Hazardous tree on the Emerald Fire

Hazardous tree

Above: Hazardous tree on the Emerald Fire. CAL FIRE Amador-El Dorado photo.

CAL FIRE described this as one of the “many enormous hazard trees on the Emerald Fire. This tree has nearly an eight-foot diameter.”

Hazardous tree
Hazardous tree on the Emerald Fire. CAL FIRE Amador-El Dorado photo.

The Emerald Fire burned 176 acres on the south end of Lake Tahoe near Emerald Bay in California when it started on October 14. After being pushed initially by very strong winds gusting up to 55 mph the spread has been stopped by firefighters — and heavy precipitation. The removal of hazardous trees from Highway 89 and around residences is ongoing. Debris continues to impact the roadway due to the high winds and torrential rains.

Author: Bill Gabbert

After working full time in wildland fire for 33 years, he continues to learn, and strives to be a Student of Fire. Google+

6 thoughts on “Hazardous tree on the Emerald Fire”

  1. For someone who knows about the use of explosives.

    I have a a very limited knowledge of blasting. Would it be possible to wrap a tree with this with explosive cord and take it down that way if in a remote location? Less risk then exposing a sawyer to the tree?

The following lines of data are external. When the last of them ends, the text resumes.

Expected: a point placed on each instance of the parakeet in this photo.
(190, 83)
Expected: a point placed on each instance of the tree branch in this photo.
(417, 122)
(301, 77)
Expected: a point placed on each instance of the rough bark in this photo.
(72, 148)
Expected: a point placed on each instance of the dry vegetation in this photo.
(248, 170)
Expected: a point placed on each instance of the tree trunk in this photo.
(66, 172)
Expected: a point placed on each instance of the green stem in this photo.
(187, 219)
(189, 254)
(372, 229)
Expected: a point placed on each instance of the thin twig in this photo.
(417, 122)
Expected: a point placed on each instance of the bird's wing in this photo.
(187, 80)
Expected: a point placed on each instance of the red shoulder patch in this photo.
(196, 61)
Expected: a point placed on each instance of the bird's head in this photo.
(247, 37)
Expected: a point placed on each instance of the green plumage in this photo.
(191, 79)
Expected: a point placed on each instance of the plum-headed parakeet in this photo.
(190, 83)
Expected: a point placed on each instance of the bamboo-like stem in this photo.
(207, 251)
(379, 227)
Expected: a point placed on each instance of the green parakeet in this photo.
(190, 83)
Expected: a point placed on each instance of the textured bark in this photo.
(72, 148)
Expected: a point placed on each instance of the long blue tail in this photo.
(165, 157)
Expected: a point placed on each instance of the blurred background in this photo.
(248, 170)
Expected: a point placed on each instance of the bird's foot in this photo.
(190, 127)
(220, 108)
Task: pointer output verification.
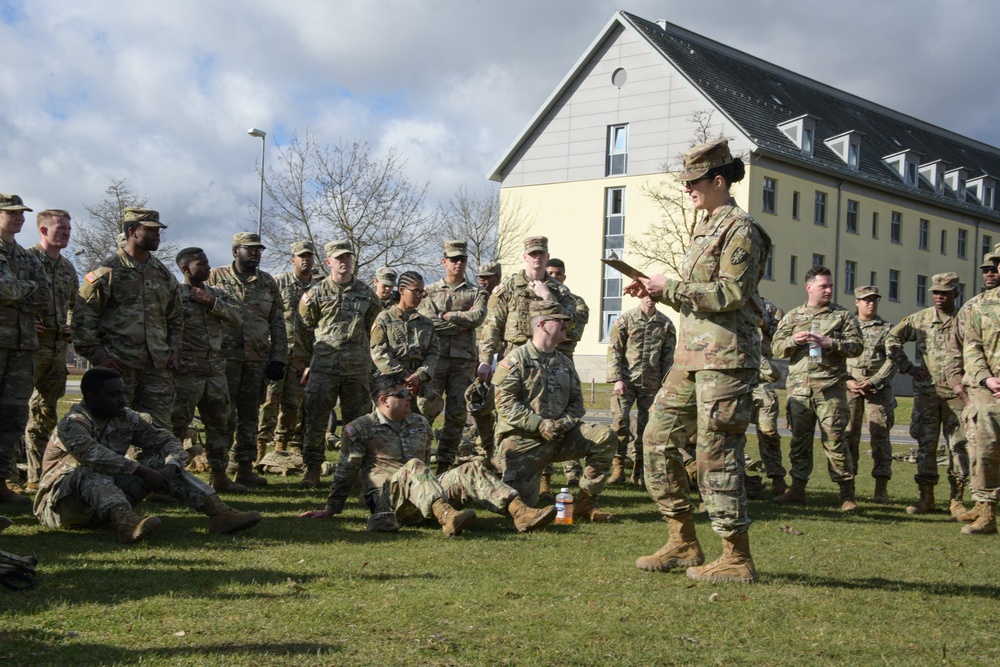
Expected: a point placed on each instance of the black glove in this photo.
(275, 370)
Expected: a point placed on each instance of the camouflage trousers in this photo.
(932, 416)
(879, 410)
(718, 404)
(766, 410)
(982, 418)
(17, 379)
(321, 395)
(522, 459)
(452, 378)
(210, 395)
(246, 382)
(85, 496)
(828, 407)
(150, 390)
(280, 417)
(50, 386)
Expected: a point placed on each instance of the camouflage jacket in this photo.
(933, 333)
(404, 343)
(532, 386)
(376, 447)
(334, 327)
(292, 289)
(24, 291)
(262, 336)
(128, 311)
(641, 349)
(465, 304)
(62, 277)
(507, 320)
(805, 373)
(874, 363)
(80, 439)
(717, 293)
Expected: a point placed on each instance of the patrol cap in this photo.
(536, 243)
(303, 248)
(944, 282)
(146, 217)
(549, 309)
(10, 202)
(701, 159)
(489, 269)
(386, 276)
(455, 248)
(866, 291)
(338, 248)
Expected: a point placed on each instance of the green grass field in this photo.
(878, 588)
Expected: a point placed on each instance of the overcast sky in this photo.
(162, 93)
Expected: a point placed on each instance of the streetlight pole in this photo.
(254, 132)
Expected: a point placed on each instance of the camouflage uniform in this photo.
(334, 332)
(714, 371)
(391, 457)
(24, 291)
(87, 472)
(640, 353)
(200, 380)
(817, 389)
(465, 305)
(50, 359)
(530, 387)
(249, 349)
(280, 415)
(132, 312)
(879, 408)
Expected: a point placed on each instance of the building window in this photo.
(896, 228)
(770, 186)
(614, 245)
(852, 216)
(617, 150)
(819, 216)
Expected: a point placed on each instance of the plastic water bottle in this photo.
(564, 507)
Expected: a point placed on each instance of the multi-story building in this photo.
(875, 195)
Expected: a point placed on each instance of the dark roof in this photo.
(744, 88)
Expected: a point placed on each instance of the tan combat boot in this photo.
(735, 563)
(847, 503)
(246, 476)
(224, 519)
(926, 503)
(527, 519)
(986, 523)
(452, 521)
(131, 526)
(881, 495)
(795, 494)
(584, 508)
(681, 550)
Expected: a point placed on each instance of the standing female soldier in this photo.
(714, 372)
(404, 341)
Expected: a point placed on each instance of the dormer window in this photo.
(801, 131)
(847, 146)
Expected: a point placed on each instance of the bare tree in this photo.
(97, 238)
(347, 192)
(667, 240)
(493, 227)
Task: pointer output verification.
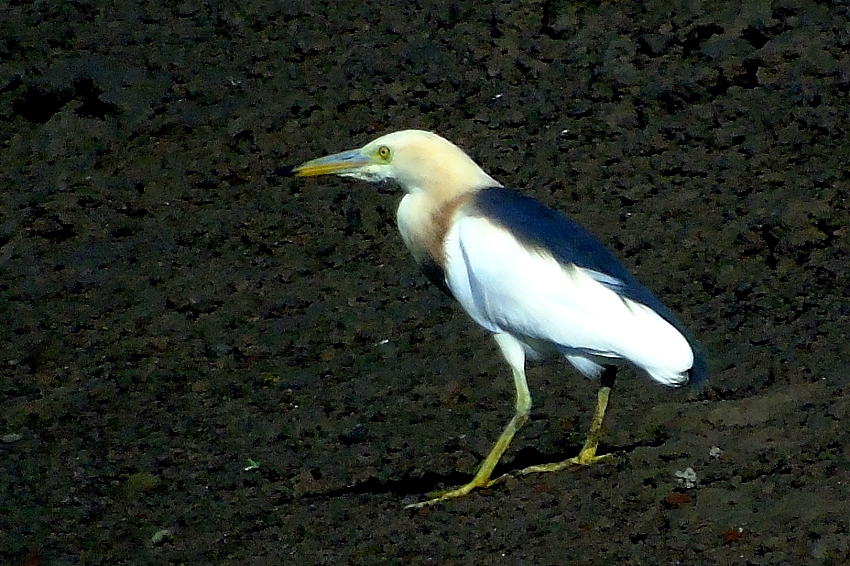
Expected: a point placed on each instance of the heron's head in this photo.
(416, 159)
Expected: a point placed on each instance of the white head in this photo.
(416, 159)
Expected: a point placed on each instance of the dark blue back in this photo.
(537, 225)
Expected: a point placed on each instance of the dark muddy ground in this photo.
(170, 311)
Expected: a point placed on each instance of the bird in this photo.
(535, 279)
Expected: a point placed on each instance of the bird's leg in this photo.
(515, 355)
(587, 455)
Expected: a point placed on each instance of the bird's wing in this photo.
(562, 289)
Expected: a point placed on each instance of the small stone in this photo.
(162, 536)
(687, 478)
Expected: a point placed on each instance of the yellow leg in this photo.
(587, 455)
(514, 353)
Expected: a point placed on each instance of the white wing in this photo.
(507, 287)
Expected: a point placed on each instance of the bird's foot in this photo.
(440, 496)
(585, 458)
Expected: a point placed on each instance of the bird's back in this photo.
(522, 226)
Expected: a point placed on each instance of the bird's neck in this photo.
(424, 221)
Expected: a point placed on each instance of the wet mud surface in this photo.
(170, 313)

    1. Firefighters have used the same det cord that they use to construct fireline, to wrap hazardous trees and fell them that way. The question in this case is, how much det cord would be needed to deal with an 8-foot diameter tree? Would there be too much collateral damage?

      1. Rough math suggests that for an eight foot diameter tree, approximately 231 pounds of TNT would be needed to fell this tree with an external charge. This equates to roughly 139 pounds of typical military strength det cord. Even with an internal, tamped charge, it would take roughly 37 pounds of TNT.